Here was the D.C. mayor’s response to the sudden resignation:
Today, I announced that Metropolitan Police Department Chief Pamela A. Smith will be stepping down.
My statement: pic.twitter.com/fg1iEaBmOz— Mayor Muriel Bowser (@MayorBowser) December 8, 2025
Smith previously went viral after not knowing what “chain of command” meant:
“Do you know what the chain of command is now?”
“What does that mean?”
DEI D.C. Police Chief Pamela Smith resigns after pressure mounts from probes launched into allegations of manipulated crime statistics.
As we knew all along, they were lying. pic.twitter.com/TYRgsd7EwD
— johnny maga (@_johnnymaga) December 8, 2025
The Guardian reported the resignation will take effect on December 31st:
Smith will reportedly resign on 31 December, according to Axios. The mayor’s statement did not provide a timeline for naming a successor, or indicate whether the leadership change might affect Washington’s broader public safety strategy.
In August, Trump declared a public safety emergency in an executive order and placed the MPD under federal control for 30 days, deploying more than 2,000 national guard troops to the capital. The federalization expired in September, though national guard troops remain deployed through February 2026, and the president threatened to reimpose control if the city does not cooperate with immigration enforcement operations.
Smith’s tenure began during one of Washington’s most violent periods in nearly two decades. In 2023, the city recorded 274 homicides – the highest number since 1997 – while carjackings hit 959, a record. The spike prompted congressional hearings and led city officials to expand police powers, including authorizing drug-free zones in high-crime areas and rewriting portions of the criminal code.

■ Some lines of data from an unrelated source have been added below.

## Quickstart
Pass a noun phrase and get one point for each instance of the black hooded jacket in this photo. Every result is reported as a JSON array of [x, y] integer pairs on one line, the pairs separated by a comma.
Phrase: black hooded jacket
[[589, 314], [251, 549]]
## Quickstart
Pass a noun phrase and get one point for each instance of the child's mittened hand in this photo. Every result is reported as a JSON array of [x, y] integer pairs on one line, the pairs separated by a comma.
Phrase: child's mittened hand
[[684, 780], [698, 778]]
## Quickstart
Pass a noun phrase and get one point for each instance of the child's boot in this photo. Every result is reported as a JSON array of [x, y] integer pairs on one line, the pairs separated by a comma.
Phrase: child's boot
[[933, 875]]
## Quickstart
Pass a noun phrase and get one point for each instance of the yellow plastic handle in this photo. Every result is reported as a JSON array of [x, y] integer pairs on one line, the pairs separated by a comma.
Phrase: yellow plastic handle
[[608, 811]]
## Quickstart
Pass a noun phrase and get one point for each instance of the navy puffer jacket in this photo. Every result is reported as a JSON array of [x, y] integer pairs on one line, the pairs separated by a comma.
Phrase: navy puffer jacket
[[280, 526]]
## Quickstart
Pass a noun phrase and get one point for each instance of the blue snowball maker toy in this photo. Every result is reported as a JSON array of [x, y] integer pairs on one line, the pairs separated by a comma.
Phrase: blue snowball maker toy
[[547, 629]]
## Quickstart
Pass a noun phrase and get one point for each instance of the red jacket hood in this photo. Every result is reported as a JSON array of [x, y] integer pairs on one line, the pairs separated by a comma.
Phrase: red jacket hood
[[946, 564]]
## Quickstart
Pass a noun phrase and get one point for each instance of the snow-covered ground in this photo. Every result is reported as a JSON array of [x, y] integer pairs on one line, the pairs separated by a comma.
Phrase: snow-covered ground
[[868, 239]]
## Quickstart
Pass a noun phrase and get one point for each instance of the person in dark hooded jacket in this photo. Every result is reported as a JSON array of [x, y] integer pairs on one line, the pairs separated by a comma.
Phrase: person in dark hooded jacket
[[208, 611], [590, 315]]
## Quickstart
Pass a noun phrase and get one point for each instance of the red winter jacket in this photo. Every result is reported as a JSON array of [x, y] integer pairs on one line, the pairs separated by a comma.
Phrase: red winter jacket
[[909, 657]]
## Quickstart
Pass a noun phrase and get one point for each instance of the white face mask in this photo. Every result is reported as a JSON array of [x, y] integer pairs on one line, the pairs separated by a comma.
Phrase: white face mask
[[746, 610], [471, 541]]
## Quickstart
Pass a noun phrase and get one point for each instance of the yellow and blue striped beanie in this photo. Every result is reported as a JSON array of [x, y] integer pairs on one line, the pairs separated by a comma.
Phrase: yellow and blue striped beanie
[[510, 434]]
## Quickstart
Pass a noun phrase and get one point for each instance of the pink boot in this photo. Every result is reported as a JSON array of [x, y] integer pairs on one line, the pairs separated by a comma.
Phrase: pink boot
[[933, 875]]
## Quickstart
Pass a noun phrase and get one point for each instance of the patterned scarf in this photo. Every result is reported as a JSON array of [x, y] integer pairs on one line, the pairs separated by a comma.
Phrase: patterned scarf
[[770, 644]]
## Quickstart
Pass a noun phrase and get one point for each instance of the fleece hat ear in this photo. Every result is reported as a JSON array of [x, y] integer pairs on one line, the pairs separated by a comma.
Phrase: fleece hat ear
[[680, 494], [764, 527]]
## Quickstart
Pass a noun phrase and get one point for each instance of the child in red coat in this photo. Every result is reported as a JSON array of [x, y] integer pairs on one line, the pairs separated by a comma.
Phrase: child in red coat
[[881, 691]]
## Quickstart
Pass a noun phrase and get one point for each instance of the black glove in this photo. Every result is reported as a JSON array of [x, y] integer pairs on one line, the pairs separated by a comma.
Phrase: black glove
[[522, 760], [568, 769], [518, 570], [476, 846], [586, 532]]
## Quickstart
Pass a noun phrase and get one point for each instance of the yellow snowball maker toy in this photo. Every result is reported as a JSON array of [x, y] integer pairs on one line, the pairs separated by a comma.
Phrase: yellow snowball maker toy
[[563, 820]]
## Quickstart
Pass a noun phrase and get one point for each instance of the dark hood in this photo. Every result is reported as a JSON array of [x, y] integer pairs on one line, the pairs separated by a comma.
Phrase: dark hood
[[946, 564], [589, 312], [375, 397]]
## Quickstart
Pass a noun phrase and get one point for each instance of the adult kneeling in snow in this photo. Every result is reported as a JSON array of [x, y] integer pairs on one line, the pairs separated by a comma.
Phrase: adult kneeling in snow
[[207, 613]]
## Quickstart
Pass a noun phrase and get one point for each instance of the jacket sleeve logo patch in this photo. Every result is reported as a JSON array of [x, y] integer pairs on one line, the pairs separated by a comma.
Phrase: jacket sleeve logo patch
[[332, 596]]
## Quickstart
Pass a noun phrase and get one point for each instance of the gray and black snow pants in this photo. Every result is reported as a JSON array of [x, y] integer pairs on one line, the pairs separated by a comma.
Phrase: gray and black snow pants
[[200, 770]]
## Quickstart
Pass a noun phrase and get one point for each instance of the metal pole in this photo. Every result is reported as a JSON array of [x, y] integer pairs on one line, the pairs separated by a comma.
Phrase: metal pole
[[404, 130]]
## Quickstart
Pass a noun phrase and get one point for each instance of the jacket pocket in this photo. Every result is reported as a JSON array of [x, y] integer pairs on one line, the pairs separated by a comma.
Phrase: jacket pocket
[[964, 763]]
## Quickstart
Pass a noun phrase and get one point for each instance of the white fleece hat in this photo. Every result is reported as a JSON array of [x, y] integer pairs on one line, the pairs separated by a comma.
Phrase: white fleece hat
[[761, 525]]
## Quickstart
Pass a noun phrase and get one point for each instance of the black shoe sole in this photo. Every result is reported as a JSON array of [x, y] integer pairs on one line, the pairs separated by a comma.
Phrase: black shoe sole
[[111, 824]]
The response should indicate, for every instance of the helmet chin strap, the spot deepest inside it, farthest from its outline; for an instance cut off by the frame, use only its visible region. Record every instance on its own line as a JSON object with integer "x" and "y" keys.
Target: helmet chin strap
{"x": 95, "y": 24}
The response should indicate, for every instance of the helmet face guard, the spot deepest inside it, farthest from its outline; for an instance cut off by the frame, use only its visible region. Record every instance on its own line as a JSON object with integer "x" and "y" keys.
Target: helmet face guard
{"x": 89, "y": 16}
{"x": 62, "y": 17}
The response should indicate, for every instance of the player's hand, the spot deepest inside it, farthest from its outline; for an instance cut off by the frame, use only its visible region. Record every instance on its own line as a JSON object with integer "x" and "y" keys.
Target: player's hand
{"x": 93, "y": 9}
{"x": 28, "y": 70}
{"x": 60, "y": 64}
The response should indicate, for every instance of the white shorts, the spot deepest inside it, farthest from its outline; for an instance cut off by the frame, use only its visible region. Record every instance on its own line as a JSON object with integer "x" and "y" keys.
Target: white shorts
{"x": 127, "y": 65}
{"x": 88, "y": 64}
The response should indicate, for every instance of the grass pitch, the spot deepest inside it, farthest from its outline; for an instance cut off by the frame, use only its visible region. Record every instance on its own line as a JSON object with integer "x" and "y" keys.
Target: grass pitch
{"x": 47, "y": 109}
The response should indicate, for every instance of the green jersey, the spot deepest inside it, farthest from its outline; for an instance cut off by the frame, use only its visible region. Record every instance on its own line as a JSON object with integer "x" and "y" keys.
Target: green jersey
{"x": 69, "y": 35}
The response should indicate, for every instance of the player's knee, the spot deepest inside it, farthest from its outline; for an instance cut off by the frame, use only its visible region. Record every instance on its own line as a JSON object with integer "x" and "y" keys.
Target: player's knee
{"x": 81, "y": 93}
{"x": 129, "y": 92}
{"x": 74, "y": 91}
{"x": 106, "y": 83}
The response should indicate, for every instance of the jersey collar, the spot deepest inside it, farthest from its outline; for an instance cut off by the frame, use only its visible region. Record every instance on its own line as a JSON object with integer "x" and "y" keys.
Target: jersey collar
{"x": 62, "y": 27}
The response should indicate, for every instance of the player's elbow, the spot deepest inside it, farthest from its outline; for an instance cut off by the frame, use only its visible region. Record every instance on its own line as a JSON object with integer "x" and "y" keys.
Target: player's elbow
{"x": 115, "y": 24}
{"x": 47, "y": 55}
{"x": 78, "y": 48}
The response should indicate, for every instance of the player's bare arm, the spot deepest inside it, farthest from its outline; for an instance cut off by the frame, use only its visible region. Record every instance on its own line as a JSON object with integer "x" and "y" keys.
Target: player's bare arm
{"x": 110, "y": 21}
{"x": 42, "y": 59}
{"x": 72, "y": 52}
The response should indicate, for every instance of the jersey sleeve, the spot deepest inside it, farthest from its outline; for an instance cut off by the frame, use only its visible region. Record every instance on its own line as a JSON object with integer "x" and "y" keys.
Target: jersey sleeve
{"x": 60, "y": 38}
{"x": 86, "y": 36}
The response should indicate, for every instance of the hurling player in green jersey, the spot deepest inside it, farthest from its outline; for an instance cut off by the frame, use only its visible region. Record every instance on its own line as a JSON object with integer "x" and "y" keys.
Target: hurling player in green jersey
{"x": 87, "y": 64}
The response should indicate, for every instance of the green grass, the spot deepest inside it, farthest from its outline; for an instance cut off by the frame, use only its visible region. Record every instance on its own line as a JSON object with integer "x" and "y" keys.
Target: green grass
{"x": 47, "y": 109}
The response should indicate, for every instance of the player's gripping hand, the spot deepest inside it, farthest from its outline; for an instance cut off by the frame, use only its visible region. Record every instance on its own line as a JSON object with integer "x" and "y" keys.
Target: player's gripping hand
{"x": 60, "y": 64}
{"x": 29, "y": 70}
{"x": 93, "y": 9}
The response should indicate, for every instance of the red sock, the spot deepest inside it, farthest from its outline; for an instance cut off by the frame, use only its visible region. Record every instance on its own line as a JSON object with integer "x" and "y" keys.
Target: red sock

By early 2024, the city began seeing improvements. Overall crime dropped approximately 17% in the first 10 weeks of the year, a decline Smith attributed to new legislation and targeted deployments. The justice department reported in January 2025 that violent crime in DC had fallen 35% from 2023, reaching its lowest level in over 30 years.
However, the justice department and House Republicans are investigating allegations from a whistleblower that MPD supervisors manipulated crime statistics. One police commander was placed on leave in May amid the investigation, and Smith told Axios she “would never say to anyone to alter stats” but declined to say whether other personnel were on leave in connection with the inquiry.